Verordening Participatievoorzieningen
Datum inwerkingtreding | Terugwerkende kracht tot en met | Datum uitwerkingtreding | Betreft | Datum ondertekening Bron bekendmaking | Kenmerk voorstel |
---|---|---|---|---|---|
01-01-2011 | 01-04-2012 | nieuwe regeling | 16-11-2010 De Molenkruier 29-12-2010 | 2010-15869 |
Gelet op het bepaalde in de Verordening Participatievoorzieningen, zoals die is vastgesteld in de openbare vergadering van de raad van Nieuwegein van 14 december 2010,
overwegend dat het wenselijk is om een aantal nadere regels betreffende de uitvoering van de Verordening Participatievoorzieningen vast te leggen in een door burgemeester en wethouders vast te stellen uitvoeringsbesluit,
besluit het college van burgemeester en wethouders vast te stellen het
HOOFDSTUK I Algemene bepalingen
Voor de toepassing van deze verordening wordt verstaan onder:
startkwalificatie:een diploma van een opleiding als bedoeld in artikel 7.2.2, eerste lid, onderdelen b tot en met e, van de Wet educatie en beroepsonderwijs of een diploma hoger algemeen voortgezet onderwijs of voorbereidend wetenschappelijk onderwijs, bedoelt in artikel 7 onderscheidenlijk 8 van de Wet op het voortgezet onderwijs;
Iedere in Nieuwegein woonachtige Nederlander of vreemdeling die door de wet gelijk is gesteld aan een Nederlander van 18 jaar of ouder en van 16 of 17 jaar wanneer geen sprake meer is van een leer- of kwalificatieplicht of wanneer schooluitval dreigt en een startkwalificatie alsnog behaald kan worden door een leerwerktraject;
Artikel 4. Werken met behoud van uitkering
Onder een leerwerkstage wordt verstaan: het tijdelijk onder begeleiding, met behoud van uitkering, verrichten van werkzaamheden door middel van een stage, gecombineerd met een beroepsgerichte training of scholing, bedoeld om werkervaring en vaardigheden op te doen binnen een bepaald vakgebied. De leerwerkstage duurt maximaal 24 maanden, tenzij voor het behalen van een startkwalificatie meer tijd nodig is.

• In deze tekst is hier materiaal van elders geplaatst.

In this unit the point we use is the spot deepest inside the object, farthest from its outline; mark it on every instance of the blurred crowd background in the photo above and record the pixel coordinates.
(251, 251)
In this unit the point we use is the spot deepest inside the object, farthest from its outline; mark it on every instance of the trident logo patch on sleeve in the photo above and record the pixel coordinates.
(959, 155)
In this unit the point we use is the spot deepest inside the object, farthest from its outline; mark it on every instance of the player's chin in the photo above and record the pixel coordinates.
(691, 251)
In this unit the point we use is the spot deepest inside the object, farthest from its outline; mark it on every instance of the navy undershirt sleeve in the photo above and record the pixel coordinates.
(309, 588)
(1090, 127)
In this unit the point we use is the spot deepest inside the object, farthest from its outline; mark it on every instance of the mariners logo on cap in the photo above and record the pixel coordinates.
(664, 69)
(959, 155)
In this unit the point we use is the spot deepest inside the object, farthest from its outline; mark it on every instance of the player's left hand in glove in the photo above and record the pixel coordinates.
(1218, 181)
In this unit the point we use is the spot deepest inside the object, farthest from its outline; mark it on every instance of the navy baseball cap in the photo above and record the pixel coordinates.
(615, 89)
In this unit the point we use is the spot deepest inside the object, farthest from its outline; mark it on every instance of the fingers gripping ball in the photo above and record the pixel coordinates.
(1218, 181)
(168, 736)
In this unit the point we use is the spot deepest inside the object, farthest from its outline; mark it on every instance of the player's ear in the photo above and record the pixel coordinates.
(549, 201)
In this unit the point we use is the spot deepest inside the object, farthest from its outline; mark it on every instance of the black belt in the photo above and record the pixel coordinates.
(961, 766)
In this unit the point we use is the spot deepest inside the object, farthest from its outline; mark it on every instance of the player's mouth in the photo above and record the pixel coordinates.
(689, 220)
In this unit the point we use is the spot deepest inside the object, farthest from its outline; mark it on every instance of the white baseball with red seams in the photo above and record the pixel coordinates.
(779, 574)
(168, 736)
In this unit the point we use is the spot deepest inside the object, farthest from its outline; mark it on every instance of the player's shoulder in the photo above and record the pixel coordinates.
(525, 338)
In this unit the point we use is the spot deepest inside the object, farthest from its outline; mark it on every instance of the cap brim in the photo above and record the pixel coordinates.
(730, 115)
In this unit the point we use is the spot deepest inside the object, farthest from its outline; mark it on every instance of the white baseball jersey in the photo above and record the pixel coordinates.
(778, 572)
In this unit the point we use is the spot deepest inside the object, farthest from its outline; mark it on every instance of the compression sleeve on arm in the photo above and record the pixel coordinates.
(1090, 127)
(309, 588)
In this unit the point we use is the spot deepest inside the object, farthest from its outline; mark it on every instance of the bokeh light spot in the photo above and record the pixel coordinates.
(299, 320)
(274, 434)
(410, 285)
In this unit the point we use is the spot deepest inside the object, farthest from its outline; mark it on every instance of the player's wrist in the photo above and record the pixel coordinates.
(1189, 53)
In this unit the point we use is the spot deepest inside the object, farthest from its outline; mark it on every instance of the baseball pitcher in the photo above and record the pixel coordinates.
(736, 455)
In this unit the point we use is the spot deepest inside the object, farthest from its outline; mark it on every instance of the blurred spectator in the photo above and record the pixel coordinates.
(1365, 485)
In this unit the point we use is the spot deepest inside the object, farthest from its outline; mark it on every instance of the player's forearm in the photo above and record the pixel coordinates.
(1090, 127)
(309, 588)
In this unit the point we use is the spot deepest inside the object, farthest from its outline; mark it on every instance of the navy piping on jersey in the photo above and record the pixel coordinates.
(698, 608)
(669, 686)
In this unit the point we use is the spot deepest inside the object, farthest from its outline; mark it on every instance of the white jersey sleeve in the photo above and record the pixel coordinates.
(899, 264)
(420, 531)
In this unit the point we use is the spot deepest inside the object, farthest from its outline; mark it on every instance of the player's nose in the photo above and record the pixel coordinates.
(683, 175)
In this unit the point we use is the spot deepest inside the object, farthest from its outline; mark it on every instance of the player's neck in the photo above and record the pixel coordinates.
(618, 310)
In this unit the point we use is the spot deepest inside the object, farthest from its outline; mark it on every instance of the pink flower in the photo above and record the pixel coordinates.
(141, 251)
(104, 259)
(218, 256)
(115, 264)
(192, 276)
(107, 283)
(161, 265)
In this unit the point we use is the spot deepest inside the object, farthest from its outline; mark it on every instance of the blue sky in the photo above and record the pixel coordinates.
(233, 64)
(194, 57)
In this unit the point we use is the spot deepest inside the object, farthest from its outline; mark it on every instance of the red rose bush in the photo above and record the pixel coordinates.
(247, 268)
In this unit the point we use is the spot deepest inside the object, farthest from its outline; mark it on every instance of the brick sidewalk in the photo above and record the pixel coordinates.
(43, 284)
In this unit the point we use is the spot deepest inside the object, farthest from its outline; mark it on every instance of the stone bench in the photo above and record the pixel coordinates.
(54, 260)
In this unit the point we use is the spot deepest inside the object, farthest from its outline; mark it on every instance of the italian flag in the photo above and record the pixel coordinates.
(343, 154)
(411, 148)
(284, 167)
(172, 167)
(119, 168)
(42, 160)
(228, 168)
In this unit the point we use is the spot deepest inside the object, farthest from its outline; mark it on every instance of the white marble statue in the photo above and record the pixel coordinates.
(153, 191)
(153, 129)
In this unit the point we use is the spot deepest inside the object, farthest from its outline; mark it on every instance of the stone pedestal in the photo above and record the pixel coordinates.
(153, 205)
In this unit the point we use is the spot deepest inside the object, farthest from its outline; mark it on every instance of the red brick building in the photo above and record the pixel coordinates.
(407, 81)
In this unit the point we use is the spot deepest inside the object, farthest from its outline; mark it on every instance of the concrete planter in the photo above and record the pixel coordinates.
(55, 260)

Onder een proefplaatsing wordt verstaan: het tijdelijk onder begeleiding, met behoud van uitkering, verrichten van werkzaamheden bij een werkgever gericht op doorstroom naar regulier werk bij diezelfde werkgever. De proefplaatsing mag maximaal 3 maanden duren en kan bij uitzondering eenmalig 3 maanden worden verlengd.
Voor de klant die niet beschikt over een startkwalificatie is een leerwerkstage die mede is gericht op het behalen van een startkwalificatie een voorliggende voorziening. Dit is niet het geval wanneer de klant niet in staat is een startkwalificatie te halen of wanneer het geen bijdrage levert aan de arbeidsinschakeling.
wanneer de hoogte van de stagevergoeding vermeld onder lid 3 gezien de gezinssituatie van de jongere lager is dan de inkomensvoorziening die de jongere op basis van de WIJ gekregen zou hebben, is een toeslag mogelijk. De stagevergoeding plus toeslag bedraagt niet meer dan de inkomensvoorziening waarop de jongere op grond van de WIJ op basis van zijn gezinssituatie recht heeft.
Het college zet de voorziening vrijwilligerswerk in wanneer aan de hand van een onderzoek is vastgesteld dat de uitkeringsgerechtigde pas op (middel)lange termijn een reëel perspectief heeft op regulier werk en voor zover het college dit noodzakelijk acht ten behoeve van de re-integratie van de uitkeringsgerechtigde.
Het college kan van oordeel zijn dat het verrichten van vrijwilligerswerk voor de uitkeringsgerechtigde noodzakelijk is om de uitkeringsgerechtigde op deze wijze met behoud van uitkering werkritme op te laten doen of te behouden en om te voorkomen dat de uitkeringsgerechtigde in een sociaal isolement komt of om een sociaal isolement op te heffen opdat de uitkeringsgerechtigde hiermee wordt voorbereid op de uiteindelijke uitstroom uit de bijstand.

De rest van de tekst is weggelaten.